Accused: Guilty, Your Worship.



[9] It is apparent from the above interaction between the Magistrate and Ms Adam that there was no enquiry about, inter alia, whether or not she would be interested in having legal representation, whether she could afford one, or whether she would seek assistance from the Legal Aid Board.

[10] After Ms Adam had pleaded guilty and after the prosecutor had accepted her plea, it was only then that the Magistrate explained the implications of the provisions of section 112 (1) (a)of the Act 5 to her.

[11] The language employed in section 112 (1) (a) is not peremptory because the Legislature employed the words ‘may’ instead of ‘shall’. Where a provision of the Act expressly permits a conviction without questioning, a court has to ensure that the consequences that flow from the plea of guilt, in those circumstances, are fully understood by the accused person.

[12] Where the accused is not represented, it seems to me that, it would be prudent for the court to question the accused and satisfy itself that the accused appreciates the plea as well as the consequences thereof. This would ensure that an accused who really intended to plead guilty is convicted in a fair process.
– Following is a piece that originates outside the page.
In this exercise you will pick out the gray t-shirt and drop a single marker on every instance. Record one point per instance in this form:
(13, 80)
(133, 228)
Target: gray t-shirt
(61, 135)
Similarly, the accused person who never intended to plead guilty, would be spared from the summary conviction. Once questioned, the risk of an accused person not appreciating the gravity of an offence, the plea itself and the requirements thereof would be minimised.

[13] In sentencing Ms Adam, the Magistrate recorded under sentenceMs Adam did represent herself in this matter and the State was duly represented by the Public Prosecutor, Mr Mbuqu.’ Both Ms Adam and the State addressed the Court from the sidebar.” Thereafter he went on to deal with the personal circumstances of the accused.

[14] The manner in which the Magistrate dealt with the unrepresented Ms Adam was to place her on an equal footing with the public prosecutor, whereas the public prosecutor, is a legally qualified official. It is that imbalance that creates unfairness because the Magistrate assumed that because the accused person had pleaded guilty, she understood what the implications of that plea were, and could be convicted on the plea without being questioned. That, in my view, constituted an irregularity.

[15] In S v Heskwa6 Selikowitz J stated:

i. The automatic review procedure is designed to ensure that an undefended accused, who receives anything more than a very minor sentence, will have his trial proceedings and sentence examined and considered by a Judge of the Supreme Court who will then confirm, alter or set aside the conviction and/or sentence and makes such order for the further disposal of the matter as he considers just. Years of experience have shown that the system of automatic review is invaluable not only as a protection to the accused but also as a vehicle for the Judges to supervise and to guide the magistrates. Indeed, a cursory examination of the law reports will reveal that many important issues have been resolved as a result of the procedure.



[17] This court finds that the proceedings that led to the conviction and sentence of Ms Adam were not in accordance with justice. In the circumstances, the proceedings are accordingly reviewed and set aside.

[18] I accordingly make the following Order:

Both the conviction and sentence are set aside.



____________________________

T.V. NORMAN

JUDGE OF THE HIGH COURT



I agree.



_____________

  1. GOVINDJEE

JUDGE OF THE HIGH COURT



21 April 2023

1 2006 (1) SACR 1 (N) 2g – 3b.

2 S v Melani 1991(2) SACR 611 (NC) 613d.

3 by Du Toit et al under section 302.

4 1988 (3) SA 795 (N) at p 799 H-J.

5112 Plea of guilty

(1) Where an accused at a summary trial in any court pleads guilty to the offence charged, or to an offence of which he may be convicted on the charge and the prosecutor accepts that plea-

  1. the presiding judge, regional magistrate or magistrate may, if he or she is of the opinion that the offence does not merit punishment of imprisonment or any other form of detention without the option of a fine or of a fine exceeding the amount determined by the Minister from time to time by notice in the Gazette, convict the accused in respect of the offence to which he or she has pleaded guilty on his or her plea of guilty only; and

(i)…” (my emphasis).


6 1992 (2) SACR 95 (C) at 96 paras i-j.